Sunday, October 16, 2022

Predictions for the year 2122

In 1922, author W. L. George wrote:

"There is a good old rule which bids us never prophesy unless we know, but, all the same, when one cannot prophesy one may guess, especially if one is sure of being out of the way when the reckoning comes."

Good advice.

"I suggest a picture of this world a hundred years hence, and venture as my first guess that the world at that time would be remarkable to one of our ghosts, not so much because it was so different as because it was so similar. In the main, the changes which we may expect must be brought about by science."

"It is easier to bring about a revolutionary scientific discovery such as that of the X-ray than to alter in the least degree the quality of emotion that arises between a man and a maid. There will probably be many new rays in 2022, but the people whom they illumine will be much the same... I am convinced that in 2022 the advancement of science will be amazing, but it will be nothing like so amazing as is the present day in relation to a hundred years ago. A sight of the world today would surprise President Jefferson much more, I suspect, than the world of 2022 would surprise the little girl who sells candies at Grand Central Station. For Jefferson knew nothing of railroads, telegraphs, telephones, automobiles, aeroplanes, gramophones, movies, radium, etc.;"

To follow up on the predictions made by W. L. George, I am going to make an educated guess as to what things might be like in the year 2122. The problem is that it is not hard to see where trends will take us over the next 50 years, or to a much lesser extent to the year 2100, but new trends will emerge that we cannot predict, making any prediction about the year 2122 far from complete.

For example, George knew nothing of computers, the Internet, and how they would change the world. He knew nothing about television, but he did imply that new communication methods would be possible.
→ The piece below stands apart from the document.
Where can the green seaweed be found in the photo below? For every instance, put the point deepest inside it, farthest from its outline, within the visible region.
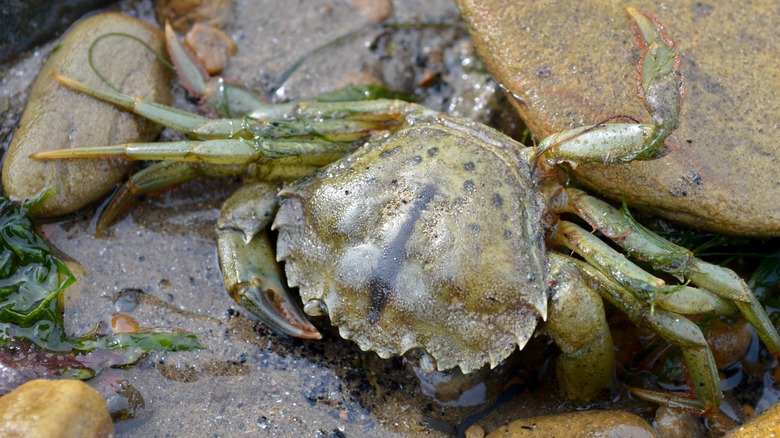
(32, 282)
Unlike the prediction made by George about the year 2022, technological change will accelerate over the next hundred years to such an extent that our ghosts might find the world unrecognizable a hundred years hence. Within 50 years machines will be smarter than people, but even before then, they will help us develop new technologies at a faster pace. We will see huge advances in material science, medical technologies, energy, and anything digital. Medical technology will improve our health, our mental state, and our abilities. It is very likely that in the year 2122, people will age very slowly or not at all.

All transportation will be automated. Airplanes will not need pilots. Cars, trucks, trains, and ships will not need drivers. A driver's license will be a thing of the past.

Unfortunately, most jobs will also be automated, with a fraction of the population supervising the machines that do all the work. Society will have to be reorganized, with many people not being able to obtain work. This could create great political turmoil, along with booms and busts and financial collapses, causing a few nations to fall apart and reorganize into something else.

War will not go away, but it will be mostly carried out by machines. It is very likely that nuclear weapons will be used over the next century, with devasting consequences over large areas, which will greatly increase the need for defensive systems.

Most fossil fuels will be gone by the year 2122. The future will depend upon whether we can develop nuclear fusion, which is likely. If so, we will have abundant relatively-clean energy, although not necessarily cheap at first. If we can't develop cost-effective nuclear fusion, and this is a distinct possibility, then a hundred years from now we will be facing energy shortages, and relying mostly on nuclear fission power and some coal, while maximizing renewables which by themselves won't be nearly enough to supply all our energy needs. Every home and business will have solar panels. We will see more windmills, more hydroelectric, and more geothermal energy production.

Material science might solve the energy storage problem, but maybe not completely. We might also have to rely on synthetic fuels, because this may be the most efficient energy storage method.

Natural resources will become more strained and therefore more expensive. The world population will expand slightly, level off within decades from now, and then slowly decline as resources become more scarce.

People will find their behavior more tightly controlled, not just by the government, but also by other people. Surveillance will be everywhere, including in the home. Crime might become impossible to get away with, but personal freedom will suffer. I predict that there will be a backlash against this, and perhaps a political movement to protect privacy.

Movie theaters will disappear within decades. Movies will be more like video games, or video games will replace movies altogether, with the user participating in the story, possibly with multiple endings depending upon the choices the player makes. Realistic virtual reality should be possible, with many people spending most of their lives in virtual reality. Some stories could take weeks to finish.

More computer technology will be integrated into people, allowing them to experience augmented or virtual reality, and increase their access to information.

People might choose robotic pets, or even virtual ones, which could be made realistic but easier to care for. Robotic pets might have additional features, serving as crude household robots, in addition to the other household robots that people will most certainly have in a hundred years' time. Some people will have robotic friends which will provide emotional support almost as well as a person, if not better. And they will have relationships will robots.

"Reality" in the future is going to be much less real, with people spending much time in virtual worlds, having artificial companions, and experiencing the world through augmented senses.